Há 21 anos, um querido amigo presenteou-me com Notícia de um Sequestro, de Gabriel García Márquez, colombiano que levou um merecido Nobel em 1982. García Márquez não está entre meus preferidos, na América Espanhola, mas é grande, sabe narrar, é versátil – embora tenha escrito vários livros que, num certo sentido, são o mesmo. Enfim, isso é outra história. Notícia de um Sequestro destoa dos mais conhecidos textos do autor. Primeiro porque não é ficção; segundo, porque o próprio título entrega: é uma reportagem, fundamentada num fato tão verídico quanto terrível – o sequestro de Maruja Pachón e Beatriz Villamizar, duas figuras que realmente existem e que foram sequestradas pelo cartel de Medelín a mando do famosíssimo imperador do tráfico Pablo Escobar.

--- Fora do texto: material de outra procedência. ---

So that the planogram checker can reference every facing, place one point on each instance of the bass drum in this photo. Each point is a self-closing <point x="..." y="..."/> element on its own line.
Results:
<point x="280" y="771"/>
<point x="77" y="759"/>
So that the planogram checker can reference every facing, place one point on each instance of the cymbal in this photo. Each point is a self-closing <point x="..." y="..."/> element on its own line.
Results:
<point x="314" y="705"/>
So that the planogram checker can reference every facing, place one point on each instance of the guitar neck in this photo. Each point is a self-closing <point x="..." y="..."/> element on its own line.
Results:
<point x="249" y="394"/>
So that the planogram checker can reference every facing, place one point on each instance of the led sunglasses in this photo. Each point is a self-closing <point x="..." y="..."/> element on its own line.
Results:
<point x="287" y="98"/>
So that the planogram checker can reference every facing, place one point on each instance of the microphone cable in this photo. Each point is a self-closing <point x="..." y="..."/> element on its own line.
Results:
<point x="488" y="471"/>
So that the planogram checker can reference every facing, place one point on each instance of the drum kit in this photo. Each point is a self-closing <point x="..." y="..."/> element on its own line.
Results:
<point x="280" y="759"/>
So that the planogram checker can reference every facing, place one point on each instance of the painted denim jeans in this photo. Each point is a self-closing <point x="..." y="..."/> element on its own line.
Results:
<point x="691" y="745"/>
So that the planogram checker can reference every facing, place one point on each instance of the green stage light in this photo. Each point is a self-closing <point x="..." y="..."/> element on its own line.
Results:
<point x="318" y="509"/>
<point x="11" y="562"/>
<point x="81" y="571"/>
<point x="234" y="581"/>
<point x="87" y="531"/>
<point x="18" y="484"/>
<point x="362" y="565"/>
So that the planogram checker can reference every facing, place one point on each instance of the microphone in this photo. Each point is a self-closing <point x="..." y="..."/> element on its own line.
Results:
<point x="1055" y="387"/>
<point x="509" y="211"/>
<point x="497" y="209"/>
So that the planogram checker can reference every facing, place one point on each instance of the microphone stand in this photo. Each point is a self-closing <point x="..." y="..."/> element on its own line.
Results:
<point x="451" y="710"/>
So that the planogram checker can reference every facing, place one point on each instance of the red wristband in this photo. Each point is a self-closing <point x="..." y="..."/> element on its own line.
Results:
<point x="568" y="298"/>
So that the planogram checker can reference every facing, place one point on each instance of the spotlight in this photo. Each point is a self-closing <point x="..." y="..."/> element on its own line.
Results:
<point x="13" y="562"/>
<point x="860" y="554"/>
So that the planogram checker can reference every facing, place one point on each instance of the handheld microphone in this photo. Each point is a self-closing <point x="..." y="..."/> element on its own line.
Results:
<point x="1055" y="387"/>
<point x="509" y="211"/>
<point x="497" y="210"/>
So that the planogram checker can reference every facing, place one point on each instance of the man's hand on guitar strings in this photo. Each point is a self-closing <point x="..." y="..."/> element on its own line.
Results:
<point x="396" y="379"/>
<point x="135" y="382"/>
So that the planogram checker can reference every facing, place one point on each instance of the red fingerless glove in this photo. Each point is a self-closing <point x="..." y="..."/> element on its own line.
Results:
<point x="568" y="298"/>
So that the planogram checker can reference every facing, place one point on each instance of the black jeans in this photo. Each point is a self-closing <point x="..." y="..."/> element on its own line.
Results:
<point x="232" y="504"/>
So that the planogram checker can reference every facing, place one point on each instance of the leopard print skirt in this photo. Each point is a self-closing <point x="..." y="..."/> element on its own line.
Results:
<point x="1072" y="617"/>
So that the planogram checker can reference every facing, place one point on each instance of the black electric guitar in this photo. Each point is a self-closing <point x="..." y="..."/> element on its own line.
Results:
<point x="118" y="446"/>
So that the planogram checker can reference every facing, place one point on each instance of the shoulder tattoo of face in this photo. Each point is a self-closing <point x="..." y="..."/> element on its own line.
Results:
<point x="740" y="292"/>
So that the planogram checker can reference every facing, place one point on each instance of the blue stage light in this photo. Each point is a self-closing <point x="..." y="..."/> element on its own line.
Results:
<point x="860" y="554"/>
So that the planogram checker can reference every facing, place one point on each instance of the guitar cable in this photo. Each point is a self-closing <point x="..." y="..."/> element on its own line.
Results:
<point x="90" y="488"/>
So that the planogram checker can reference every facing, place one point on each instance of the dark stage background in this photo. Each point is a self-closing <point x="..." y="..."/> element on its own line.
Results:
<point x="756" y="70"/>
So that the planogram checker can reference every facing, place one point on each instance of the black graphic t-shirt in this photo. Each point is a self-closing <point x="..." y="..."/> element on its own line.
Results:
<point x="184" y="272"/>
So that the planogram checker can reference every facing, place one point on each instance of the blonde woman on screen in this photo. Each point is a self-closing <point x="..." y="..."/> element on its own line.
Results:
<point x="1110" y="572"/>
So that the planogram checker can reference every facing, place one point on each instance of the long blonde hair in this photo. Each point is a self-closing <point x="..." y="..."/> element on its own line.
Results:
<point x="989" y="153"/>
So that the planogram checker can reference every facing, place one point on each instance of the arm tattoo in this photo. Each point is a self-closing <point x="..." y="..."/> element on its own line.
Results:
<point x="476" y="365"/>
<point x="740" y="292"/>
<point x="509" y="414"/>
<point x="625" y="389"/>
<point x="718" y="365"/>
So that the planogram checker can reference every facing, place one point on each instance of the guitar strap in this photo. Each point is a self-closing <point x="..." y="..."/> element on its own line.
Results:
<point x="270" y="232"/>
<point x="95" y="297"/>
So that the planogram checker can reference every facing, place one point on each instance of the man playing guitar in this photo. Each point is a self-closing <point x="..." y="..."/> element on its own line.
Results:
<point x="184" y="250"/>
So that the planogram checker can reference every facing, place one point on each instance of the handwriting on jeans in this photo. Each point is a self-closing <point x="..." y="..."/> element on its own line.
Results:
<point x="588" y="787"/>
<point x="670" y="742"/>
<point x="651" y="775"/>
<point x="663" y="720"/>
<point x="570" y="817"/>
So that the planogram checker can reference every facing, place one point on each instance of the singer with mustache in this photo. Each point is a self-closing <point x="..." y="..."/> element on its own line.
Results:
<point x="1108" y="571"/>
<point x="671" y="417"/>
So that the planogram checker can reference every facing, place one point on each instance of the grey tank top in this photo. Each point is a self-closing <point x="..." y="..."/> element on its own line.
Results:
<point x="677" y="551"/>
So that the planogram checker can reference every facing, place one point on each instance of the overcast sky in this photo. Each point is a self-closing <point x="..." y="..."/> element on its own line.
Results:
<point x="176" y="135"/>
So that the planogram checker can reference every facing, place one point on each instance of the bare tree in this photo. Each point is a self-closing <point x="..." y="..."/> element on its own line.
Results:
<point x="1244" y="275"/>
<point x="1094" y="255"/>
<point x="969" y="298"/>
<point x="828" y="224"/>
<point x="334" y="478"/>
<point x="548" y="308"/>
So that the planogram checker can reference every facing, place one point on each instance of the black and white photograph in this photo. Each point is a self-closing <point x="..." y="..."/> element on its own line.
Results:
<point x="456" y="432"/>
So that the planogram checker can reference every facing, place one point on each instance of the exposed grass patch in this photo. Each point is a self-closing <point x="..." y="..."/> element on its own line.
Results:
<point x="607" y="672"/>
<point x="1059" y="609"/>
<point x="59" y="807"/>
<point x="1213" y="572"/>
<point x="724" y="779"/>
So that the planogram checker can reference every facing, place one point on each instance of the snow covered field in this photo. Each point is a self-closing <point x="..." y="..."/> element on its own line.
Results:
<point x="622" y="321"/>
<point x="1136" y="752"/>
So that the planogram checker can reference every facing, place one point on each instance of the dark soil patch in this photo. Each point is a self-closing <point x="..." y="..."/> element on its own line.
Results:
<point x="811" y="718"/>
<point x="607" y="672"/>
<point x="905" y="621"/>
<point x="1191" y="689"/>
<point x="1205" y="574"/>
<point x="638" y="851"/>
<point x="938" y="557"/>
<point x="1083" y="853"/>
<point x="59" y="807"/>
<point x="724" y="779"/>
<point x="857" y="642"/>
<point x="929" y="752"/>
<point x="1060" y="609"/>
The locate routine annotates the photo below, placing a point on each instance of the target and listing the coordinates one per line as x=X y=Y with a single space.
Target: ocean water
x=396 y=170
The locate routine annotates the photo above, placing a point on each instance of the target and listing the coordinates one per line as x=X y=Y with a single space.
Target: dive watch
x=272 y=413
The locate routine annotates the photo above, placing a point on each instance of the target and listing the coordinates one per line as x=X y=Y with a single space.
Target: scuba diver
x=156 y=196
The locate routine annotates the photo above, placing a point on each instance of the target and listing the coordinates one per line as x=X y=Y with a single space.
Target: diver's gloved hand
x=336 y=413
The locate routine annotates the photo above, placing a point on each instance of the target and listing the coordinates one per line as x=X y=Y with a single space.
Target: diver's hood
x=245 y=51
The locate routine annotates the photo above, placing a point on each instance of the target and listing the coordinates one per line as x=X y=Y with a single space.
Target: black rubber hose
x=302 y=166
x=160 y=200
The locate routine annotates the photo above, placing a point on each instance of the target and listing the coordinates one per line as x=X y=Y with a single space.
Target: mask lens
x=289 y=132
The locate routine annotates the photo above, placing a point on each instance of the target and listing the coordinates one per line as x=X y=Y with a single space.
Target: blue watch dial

García Márquez não me surpreendeu. O livro poderia se chamar É Tudo Verdade, porque é exatamente nesse ponto que toda a narração se baseia. Aliás, o que me impressiona em sua forma de narrar é a velocidade que imprime aos períodos, ao fraseado, sem torná-los descartáveis. Ao que me parece – e talvez seja isso reflexo do olhar de escritor – é que tudo na frase é essencial. Nada pode ser retirado, sob pena de trazer prejuízo ao significado, mesmo que tal prejuízo seja pífio. Mesmo sabendo ser García Marquez um jornalista, sua ficção mantém-se meu interesse. Sua querida Macondo e suas personas fazem parte de meu imaginário – e do imaginário de tantos outros leitores de minha geração.
Eis a questão: poucos são os leitores fora da Colômbia que (re)conhecem, de fato, como funciona a política do país. Não há problemas quanto a isso. García Márquez faz aquilo que os grandes escritores – e somente eles! – conseguem realizar: transformar a questão doméstica numa trama universal. Se você tinha dúvidas sobre a afirmação de Tolstoi quanto a essa questão, pode esquecer. García Márquez confirma a ideia: Colômbia, nesse caso, pode ser qualquer sociedade oprimida pela política e pela bandidagem.
O mínimo que se espera de um bom jornalista é que ele saiba escrever. Depois, que seja capaz de detalhar sem ser prolixo, escrevendo com precisão. Por último, que seja verossímil. Não, não se engane: a verossimilhança não é uma consequência do jornalismo. Enfim, Maruja Pachón não foi a primeira vítima do Cartel de Medellín que, carregado de destemor e de capacidade estratégica, sequestrou outras tantas vítimas. O autor nos traz informações sobre todas elas, expondo a situação de forma ao leitor imaginar-se no cenário (seja no cativeiro, seja fora dele). É uma aula de jornalismo e de como se deve fazê-lo. A propósito: Pablo Escobar, cujas imagem e biografia têm alimentado, atualmente, o cinema e as revistas, não é personagem central – mas tem seu lugar na narrativa. Inclusive num papel tão irônico quanto contundente: um crítico do sistema governamental colombiano.
A motivação do sequestro foi a Lei de Extradição, assinada pelo presidente colombiano Turbay Ayala, que permitia a extradição de narcotraficantes. Escobar utilizou os sequestros para exigir a revogação dessa lei, que durou de 1984 a 1991. Enquanto a lei não era anulada, várias negociações entre políticos e traficantes foram realizadas. García Márquez mostra esse delicado processo de forma contundente e analisa-o historicamente, informando o leitor sobre uma realidade que, não sendo a brasileira, por exemplo, é um tanto desconhecida. Vale a leitura.